State of OSS AI, Spring 2026

Hugging Face dropped its Spring 2026 State of Open Source report this week. The headline numbers tell three different stories at once: a geographic shift, an institutional shift, and a concentration shift. None of them point in the direction the 2024 conventional wisdom suggested they would.

70% → 37%

In 2024, US-origin models accounted for roughly 70% of all model downloads from the Hugging Face hub. Today that share is 37%. Most of the missing 33 points went to China-origin models, which now account for 41% of downloads — more than the US for the first time.

This isn't a "China is catching up" story. It's a "China caught up and the audience moved." Qwen-3, DeepSeek-V3, Kimi K2, Yi, Baichuan — the catalog of credible Chinese open-source frontier models grew faster than people tracking US-only releases noticed. Hugging Face's traffic numbers are downstream of practitioners deciding which models to download for real work. Practitioners voted with their bandwidth.

The remaining 22% is distributed across European labs, independent contributors, and university releases.

Industry labs lost ground to solo devs

The second shift, less publicized but more interesting: individual contributors now ship more credible open-source models than industry labs do. Meta, Google, Anthropic, Mistral combined produce fewer top-tier OSS releases per quarter than the long tail of solo developers and small teams.

That's partially because Meta — historically the largest OSS contributor — has slowed its frontier-model release cadence. It's partially because fine-tuning and merging recipes have gotten good enough that a single developer with a few hundred dollars of compute can produce a model that ranks competitively on a domain-specific benchmark. The barrier to "credible open-source release" dropped.

The implication for builders: when you go looking for an open-source model for a specific use case, the right place to look has shifted. The official Meta / Google / Mistral release lists are still useful but no longer comprehensive.

Concentration in 200 models

The third shift cuts the other way. 50% of all downloads now go to 200 models, out of 2 million publicly hosted on Hugging Face. The long tail of "I trained a thing once and posted it" hasn't gone away — there are more such models than ever — but the working set practitioners actually pull from is small and getting smaller.

That makes sense if you think about it. Most people aren't experimenting with models; they're shipping something. And shipping requires a model with a working ecosystem of fine-tunes, quantized variants, inference templates, and benchmarks. The 200 are the models that have those ecosystems.

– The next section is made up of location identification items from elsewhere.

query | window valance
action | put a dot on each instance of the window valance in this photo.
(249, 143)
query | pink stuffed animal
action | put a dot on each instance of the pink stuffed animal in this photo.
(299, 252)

Everything else is a leaf node.

What to do this quarter

Three actions that follow from the report.

Audit your model defaults. If your 2024 default was meta-llama/Llama-3 or some variant, ask whether that's still the right baseline for your workload. The Qwen-3 family is now ahead on most multi-lingual tasks. DeepSeek-V3 is ahead on reasoning. Kimi K2 is ahead on long context. The right answer depends on your workload, but it almost certainly isn't the 2024 default anymore.

Don't assume small-team releases are less mature. A fine-tune from a known practitioner on a domain you care about can outperform an industry lab's generalist release by a wide margin. The "industry lab = best quality" heuristic isn't reliable in spring 2026.

Track the 200, not the 2 million. Hugging Face's filtered top-200 list, updated weekly, is now the right working set to monitor. Anything outside it is either niche or experimental — both legitimate, but not where most production work should start.

The numbers — 70 to 37, China at 41, 50% on 200 models, 13M users — are useful as quotes. The actionable bit is the underlying shift in who you should trust for your next model choice. The 2024 answer was "the big four labs." The spring 2026 answer is "look harder."